The deal is similar to another supplier network that Oracle established in July, serving more than 250 companies. However, this deal, according to Oracle chief operating officer Ray Lane, has the potential to generate more than $1 billion in sales for Oracle.

According to Lane, that eventuality may result in the company being taken public. “This is a very, very good fit between Ford and Oracle because we both have major brand awareness,” he said. “We both have procurement leadership.”

For its part, Ford expects the new deal to facilitate significant reductions in its purchasing costs, increase its operating efficiency and allow it to get its cars and trucks to consumers faster. Ford chief executive Jac Nasser said that it is realistic to expect that, in time, the savings could reach billions of dollars.

“It will help Ford reduce costs,” said Richard Hilgert, an analyst with Fahnestock & Co. “You’ll see the company better able to manage its inventory and supply chain. It’ll give Ford a competitive advantage if they can pull it off.” The deal comes on the heels of Ford’s September joint venture with Microsoft Corp. that allows consumers to choose and locate the vehicle of their choice at the MSN Carpoint Web site. Ford appears to be making efforts to make its business more consumer-oriented and faster in bringing cars to the market.

As for GM, the new announcement comes shortly after it disclosed its intention to sell used cars on the Internet by establishing its first buying center in Houston, Texas.

Driving Into Next Century

In a separate announcement yesterday, GM said that it will begin providing drivers the ability to check e-mail, monitor the weather and keep tabs on the latest news without ever leaving their car.

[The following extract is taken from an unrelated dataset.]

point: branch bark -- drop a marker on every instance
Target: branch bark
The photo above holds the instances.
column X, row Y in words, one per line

President Rick Wagoner proclaimed that GM’s new OnStar Internet service “will help redefine what personal transportation is all about in the next millennium.” Noting that Americans spend more than 500 million hours per week in their vehicles, Wagoner said that GM’s new Internet-access cars are designed to make that time more fun and more productive. “There aren’t many toys more compelling to smart kids today than the Internet,” he argued.

GM warned of its plans for an Internet car back in August, when it launched its new e-GM division to tackle the Internet’s myriad marketing possibilities and build “a base of experience, knowledge and expertise in the field of information technology,” Wagoner said. The service is slated to hit the market first in some Cadillac models next year.

The OnStar service has already been in operation in some GM cars, primarily as an emergency alert service. Users must sign up for a service contract to activate the service.

With the addition of Internet access, Wagoner predicts that the number of OnStar subscribers will grow to more than 1 million within the next 18 months.